Tripoli, Lybia -- Libyan leader Colonel Muammar Gaddafi has sacked his prime minister and replaced him with an economist, following moves to reform the country's socialist-based economy.
Prime Minister Mubarak Abdallah al-Shamikh will be replaced by former economy and trade minister Shokri Ghanem.
Colonel Gaddafi has recently proposed the wholesale privatisation of Libya's oil sector. He has also indicated that the country's economy should be opened up both to the domestic private sector and foreign companies.
"The public sector fulfilled its duties in the stage of establishing industries, housing complexes and electricity," Libyan Foreign Minister Abdel Rahman Shalqam told the Arabic-language TV station al-Jazeera on Saturday.

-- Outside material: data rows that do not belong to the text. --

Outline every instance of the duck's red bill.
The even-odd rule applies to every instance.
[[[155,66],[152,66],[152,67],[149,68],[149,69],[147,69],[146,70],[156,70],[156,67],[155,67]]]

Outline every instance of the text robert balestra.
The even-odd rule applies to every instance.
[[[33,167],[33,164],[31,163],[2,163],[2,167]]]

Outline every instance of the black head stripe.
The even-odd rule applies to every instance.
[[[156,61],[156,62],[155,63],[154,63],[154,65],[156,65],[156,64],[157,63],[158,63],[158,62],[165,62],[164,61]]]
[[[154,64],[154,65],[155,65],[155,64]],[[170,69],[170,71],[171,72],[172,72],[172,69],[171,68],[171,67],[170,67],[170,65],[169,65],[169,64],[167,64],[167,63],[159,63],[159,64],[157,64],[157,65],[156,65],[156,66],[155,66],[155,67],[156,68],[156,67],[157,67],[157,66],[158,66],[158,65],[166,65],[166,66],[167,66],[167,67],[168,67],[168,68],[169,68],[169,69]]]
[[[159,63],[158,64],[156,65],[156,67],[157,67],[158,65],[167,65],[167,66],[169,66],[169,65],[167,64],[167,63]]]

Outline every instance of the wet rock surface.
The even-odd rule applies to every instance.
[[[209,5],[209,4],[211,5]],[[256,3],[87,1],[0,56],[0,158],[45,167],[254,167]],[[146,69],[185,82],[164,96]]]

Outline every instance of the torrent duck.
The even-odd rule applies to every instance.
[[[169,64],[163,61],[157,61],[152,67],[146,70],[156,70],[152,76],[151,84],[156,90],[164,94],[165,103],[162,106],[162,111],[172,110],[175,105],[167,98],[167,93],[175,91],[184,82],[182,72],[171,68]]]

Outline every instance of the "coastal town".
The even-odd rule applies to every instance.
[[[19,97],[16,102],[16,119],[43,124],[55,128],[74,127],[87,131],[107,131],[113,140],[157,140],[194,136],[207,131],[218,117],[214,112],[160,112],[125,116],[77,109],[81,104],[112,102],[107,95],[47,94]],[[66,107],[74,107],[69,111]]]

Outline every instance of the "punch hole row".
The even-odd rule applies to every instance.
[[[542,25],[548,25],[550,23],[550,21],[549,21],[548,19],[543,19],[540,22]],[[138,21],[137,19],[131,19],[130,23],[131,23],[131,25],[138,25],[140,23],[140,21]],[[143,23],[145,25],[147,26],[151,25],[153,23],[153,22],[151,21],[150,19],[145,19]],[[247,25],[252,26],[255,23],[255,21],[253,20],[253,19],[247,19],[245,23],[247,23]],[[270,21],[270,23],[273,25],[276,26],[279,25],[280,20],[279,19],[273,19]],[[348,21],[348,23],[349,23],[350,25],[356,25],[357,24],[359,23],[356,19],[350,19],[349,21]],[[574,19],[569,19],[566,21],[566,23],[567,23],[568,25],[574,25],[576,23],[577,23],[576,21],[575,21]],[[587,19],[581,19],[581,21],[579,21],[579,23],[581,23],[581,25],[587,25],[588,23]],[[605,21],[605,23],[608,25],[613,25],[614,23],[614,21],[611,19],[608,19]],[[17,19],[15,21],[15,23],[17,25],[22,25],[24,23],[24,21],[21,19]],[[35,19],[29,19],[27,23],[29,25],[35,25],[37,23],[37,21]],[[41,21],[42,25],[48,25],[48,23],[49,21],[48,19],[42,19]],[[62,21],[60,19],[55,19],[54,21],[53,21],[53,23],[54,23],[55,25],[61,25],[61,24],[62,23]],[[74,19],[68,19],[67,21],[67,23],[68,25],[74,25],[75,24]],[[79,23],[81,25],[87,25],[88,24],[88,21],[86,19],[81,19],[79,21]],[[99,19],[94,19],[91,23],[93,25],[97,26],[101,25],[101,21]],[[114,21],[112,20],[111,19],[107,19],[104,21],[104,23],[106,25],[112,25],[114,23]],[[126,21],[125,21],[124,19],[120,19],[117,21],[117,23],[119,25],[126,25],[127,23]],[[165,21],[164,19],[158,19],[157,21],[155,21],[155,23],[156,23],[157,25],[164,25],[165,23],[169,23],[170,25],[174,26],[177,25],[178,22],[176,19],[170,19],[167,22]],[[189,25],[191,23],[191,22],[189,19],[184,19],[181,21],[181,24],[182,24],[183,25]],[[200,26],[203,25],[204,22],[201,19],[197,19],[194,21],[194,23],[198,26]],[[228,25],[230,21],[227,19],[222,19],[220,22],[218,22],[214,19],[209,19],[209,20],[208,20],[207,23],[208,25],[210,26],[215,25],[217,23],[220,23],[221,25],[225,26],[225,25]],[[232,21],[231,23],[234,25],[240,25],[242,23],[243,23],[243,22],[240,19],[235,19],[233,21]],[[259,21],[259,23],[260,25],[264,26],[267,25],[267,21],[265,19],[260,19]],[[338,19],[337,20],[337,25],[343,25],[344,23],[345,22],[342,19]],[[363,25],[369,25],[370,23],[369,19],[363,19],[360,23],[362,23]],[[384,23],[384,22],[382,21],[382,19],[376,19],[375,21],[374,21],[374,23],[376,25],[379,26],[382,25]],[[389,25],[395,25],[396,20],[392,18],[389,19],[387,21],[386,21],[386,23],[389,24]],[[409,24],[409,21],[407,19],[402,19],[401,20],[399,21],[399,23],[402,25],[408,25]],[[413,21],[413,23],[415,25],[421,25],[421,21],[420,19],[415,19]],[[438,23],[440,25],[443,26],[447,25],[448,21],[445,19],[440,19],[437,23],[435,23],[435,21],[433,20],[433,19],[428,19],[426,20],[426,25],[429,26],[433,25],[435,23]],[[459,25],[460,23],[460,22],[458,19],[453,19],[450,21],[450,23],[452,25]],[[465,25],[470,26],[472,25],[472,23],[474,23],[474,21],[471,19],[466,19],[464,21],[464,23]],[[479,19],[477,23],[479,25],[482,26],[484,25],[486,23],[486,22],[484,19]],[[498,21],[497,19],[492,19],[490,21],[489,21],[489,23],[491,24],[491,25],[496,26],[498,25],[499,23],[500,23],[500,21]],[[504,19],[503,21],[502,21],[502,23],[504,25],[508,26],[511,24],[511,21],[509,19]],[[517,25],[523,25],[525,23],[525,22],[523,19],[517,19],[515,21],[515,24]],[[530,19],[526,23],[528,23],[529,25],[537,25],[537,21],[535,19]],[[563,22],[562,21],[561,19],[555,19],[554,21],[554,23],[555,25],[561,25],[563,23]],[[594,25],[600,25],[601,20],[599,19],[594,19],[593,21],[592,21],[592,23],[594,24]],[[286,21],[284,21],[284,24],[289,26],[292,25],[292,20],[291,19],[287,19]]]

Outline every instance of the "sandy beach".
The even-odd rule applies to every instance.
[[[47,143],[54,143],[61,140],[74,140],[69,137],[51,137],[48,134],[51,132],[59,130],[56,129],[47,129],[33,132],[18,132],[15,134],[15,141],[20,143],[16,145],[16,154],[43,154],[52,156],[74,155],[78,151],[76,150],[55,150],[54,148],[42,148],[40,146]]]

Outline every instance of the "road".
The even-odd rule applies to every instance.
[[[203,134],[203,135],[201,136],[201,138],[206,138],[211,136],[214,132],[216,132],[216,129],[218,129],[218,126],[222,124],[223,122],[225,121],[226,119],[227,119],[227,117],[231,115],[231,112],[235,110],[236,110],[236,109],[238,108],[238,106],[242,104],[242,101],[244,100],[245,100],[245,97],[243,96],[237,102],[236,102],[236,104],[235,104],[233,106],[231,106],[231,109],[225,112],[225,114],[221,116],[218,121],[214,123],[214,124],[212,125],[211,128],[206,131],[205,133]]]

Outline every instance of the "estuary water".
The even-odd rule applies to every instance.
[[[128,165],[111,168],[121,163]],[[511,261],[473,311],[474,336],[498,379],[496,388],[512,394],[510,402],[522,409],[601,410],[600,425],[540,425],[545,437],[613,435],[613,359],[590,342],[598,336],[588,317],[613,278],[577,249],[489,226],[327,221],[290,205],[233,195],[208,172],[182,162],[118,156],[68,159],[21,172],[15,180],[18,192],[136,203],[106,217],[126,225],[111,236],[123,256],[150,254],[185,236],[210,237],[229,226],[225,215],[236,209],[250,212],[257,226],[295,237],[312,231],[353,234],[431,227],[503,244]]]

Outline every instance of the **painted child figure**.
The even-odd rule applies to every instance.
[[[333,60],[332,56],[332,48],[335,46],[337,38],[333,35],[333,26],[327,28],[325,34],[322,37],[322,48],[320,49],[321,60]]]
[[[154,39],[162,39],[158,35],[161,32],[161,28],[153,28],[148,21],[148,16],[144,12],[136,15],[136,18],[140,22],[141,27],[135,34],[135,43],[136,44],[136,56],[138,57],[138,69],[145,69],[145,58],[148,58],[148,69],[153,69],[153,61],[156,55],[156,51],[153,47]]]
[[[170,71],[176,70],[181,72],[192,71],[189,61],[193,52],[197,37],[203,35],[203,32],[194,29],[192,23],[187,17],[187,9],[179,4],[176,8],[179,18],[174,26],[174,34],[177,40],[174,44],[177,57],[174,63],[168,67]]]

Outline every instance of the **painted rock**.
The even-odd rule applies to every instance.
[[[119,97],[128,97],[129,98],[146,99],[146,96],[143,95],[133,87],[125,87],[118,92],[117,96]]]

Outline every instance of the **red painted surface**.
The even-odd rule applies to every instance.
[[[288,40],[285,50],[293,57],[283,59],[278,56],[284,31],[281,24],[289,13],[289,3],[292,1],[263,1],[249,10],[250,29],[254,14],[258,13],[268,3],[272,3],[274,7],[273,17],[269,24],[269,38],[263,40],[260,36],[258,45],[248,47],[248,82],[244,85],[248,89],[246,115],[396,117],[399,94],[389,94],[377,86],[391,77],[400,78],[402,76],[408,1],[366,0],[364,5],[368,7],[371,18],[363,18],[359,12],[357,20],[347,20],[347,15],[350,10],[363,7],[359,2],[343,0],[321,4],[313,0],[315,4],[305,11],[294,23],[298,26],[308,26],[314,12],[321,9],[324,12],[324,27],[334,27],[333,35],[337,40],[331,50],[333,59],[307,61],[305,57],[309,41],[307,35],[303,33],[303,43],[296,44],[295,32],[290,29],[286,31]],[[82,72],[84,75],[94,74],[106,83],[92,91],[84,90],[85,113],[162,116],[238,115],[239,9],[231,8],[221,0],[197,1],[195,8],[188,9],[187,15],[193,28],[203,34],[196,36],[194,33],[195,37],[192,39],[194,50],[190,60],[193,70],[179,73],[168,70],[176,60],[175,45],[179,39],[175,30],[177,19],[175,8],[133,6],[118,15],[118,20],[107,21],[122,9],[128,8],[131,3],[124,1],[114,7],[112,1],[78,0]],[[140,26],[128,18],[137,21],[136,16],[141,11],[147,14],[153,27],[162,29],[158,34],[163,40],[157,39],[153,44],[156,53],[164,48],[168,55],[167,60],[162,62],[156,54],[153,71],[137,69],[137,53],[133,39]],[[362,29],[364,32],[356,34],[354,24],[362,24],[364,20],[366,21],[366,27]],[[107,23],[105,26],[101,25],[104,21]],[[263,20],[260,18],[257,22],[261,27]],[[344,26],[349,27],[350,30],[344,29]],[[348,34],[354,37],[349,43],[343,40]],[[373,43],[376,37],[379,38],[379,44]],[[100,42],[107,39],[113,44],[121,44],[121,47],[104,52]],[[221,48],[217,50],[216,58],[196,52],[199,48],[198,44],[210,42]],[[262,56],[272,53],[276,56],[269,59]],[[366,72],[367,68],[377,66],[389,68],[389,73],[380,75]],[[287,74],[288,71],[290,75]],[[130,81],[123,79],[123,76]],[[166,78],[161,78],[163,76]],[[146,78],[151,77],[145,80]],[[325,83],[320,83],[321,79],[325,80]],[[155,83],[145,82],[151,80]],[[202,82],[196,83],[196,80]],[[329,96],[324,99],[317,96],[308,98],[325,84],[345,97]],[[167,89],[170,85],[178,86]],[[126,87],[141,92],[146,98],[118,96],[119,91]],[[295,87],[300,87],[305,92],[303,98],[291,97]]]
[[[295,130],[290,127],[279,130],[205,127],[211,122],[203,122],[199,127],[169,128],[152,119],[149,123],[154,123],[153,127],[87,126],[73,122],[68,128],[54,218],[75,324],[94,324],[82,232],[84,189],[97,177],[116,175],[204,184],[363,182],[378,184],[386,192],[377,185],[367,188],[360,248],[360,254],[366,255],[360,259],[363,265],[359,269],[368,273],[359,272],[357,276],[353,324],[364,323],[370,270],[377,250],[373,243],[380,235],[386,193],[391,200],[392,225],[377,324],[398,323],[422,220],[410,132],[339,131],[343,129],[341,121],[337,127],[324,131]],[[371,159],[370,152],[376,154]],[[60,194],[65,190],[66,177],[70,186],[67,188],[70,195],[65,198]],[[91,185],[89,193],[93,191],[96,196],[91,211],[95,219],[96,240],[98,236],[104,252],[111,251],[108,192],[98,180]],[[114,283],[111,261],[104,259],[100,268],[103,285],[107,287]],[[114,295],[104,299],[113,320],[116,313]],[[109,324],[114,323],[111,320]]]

"But bureaucracy and the inflated workforce called for reviews," he added.
Libya's General People's Congress also announced that the post of African Unity Minister would be abolished.
The BBC says Colonel Gaddafi seems to have lost interest in his plan for a United States of Africa - which was dismissed from the agenda at an African summit in February.
Soon after his coup in the late 1960s, Colonel Gaddafi initiated the socialist Green Revolution, ending private enterprise and nationalising the country's lucrative oil industry, the primary source of the country's income.
However analysts say that reform appears to be needed. Unemployment is running at 30%, and some international sanctions - predominantly from the US - remain in place.
Colonel Gaddafi is known for his combination of great ideas and fickle temperament. With his interest in Arab and African unity waning, it seems that his Green Revolution may also be on the way out.